On Sun, Apr 14, 2013 at 3:44 PM, Jeremy Chadwick <jdc@koitsu.org> wrote:

>
> There is already too much crap going on in this thread with 4 different
> people with what are 4 different issues, and nobody at this point is
> able to keep track of it all (including the participants).
>
> This situation happens way, WAY too often with storage-related matters
> on the list.  ANYTHING ZFS-related and ANYTHING storage-related results
> in bandwagon-jumping and threads that spiral out of control/become
> almost useless and certainly impossible to follow.  It needs to stop.
>

 I think what's happening here is that the whole storage subsystem is (at
this point) good enough that people who have problems are encountering
fairly obscure but serious corner cases... but that since there isn't much
hardware advice from core anymore, it's assumed by the sufferers that these
issues must conflate since general experience leaves us thinking there are
very few issues.

When I say hardware advice... many common list readers might pick up on
hardware opinions dropped here but it's easy to miss them and they remain
uncollected.  Worse, when software workarounds and/or fixed hardware
revisions occur, there is again no reflection.
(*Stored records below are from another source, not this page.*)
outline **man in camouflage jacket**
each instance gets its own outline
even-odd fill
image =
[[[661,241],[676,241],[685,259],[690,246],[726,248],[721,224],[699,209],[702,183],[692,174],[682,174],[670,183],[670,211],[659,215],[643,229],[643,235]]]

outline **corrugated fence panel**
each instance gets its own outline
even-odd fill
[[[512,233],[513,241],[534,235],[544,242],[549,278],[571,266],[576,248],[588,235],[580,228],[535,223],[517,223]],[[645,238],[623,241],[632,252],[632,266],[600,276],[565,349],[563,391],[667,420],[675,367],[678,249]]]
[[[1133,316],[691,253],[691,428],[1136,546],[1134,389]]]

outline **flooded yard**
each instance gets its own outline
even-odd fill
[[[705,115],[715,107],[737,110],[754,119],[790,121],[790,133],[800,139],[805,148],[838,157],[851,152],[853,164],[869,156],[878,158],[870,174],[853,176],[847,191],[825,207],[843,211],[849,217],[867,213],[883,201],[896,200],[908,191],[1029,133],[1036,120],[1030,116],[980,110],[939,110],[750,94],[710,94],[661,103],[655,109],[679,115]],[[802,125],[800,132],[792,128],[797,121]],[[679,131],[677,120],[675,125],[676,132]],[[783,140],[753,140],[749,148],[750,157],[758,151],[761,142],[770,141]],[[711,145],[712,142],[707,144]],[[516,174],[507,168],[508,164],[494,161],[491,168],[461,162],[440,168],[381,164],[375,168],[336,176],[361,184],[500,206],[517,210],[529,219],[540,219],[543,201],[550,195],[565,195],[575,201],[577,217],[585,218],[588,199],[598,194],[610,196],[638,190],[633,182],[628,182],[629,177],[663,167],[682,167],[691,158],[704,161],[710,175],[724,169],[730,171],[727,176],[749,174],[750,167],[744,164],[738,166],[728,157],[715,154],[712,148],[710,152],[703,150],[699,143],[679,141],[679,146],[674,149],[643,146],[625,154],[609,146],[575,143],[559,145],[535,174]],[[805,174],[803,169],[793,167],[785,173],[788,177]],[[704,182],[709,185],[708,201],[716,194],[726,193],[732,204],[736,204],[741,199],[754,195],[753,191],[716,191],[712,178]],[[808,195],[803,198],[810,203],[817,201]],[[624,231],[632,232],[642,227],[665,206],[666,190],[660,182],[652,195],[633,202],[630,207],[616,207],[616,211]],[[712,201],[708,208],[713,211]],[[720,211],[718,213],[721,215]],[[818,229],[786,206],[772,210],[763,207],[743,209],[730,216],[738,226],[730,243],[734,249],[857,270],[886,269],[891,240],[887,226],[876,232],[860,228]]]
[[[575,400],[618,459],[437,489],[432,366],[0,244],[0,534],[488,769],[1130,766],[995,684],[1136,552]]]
Some driver man pages make some statements about hardware capabilities...
but other hardware has none.

... and since I'm saying this, I'll volunteer...

We need for each class of hardware a simple table of information.  As an
example, the columns for block storage might be:

   - chipset (list)
   - driver (name)
   - hot swap (y/n)
   - known to hang on drive failures (y/n)
   - pmp (y/n, 1:n)
   - queuing (type)
   - block sizes (512, 4k, ...)
   - relative performance (cpu heavy, scatter-gather, etc)
   - memory support (32 bit, 64 bit, bounce buffers)
   - "recommended"

Similar lists can easily be generated for NICs, motherboards, video (a
particular mess) and whatnot.  There isn't an incentive for a computer
retailer to put together working hardware as lists of components could then
easily be bought ... undercutting the margin --- it seems to me that
knowledge inside the community needs to be fostered.

So... what am I volunteering for?  I would be happy to maintain a portion
of the FreeBSD wiki with hardware information from components right up to
systems in this form, but I would need input from the driver writers ...
who are in the best position to know ... what works and what doesn't.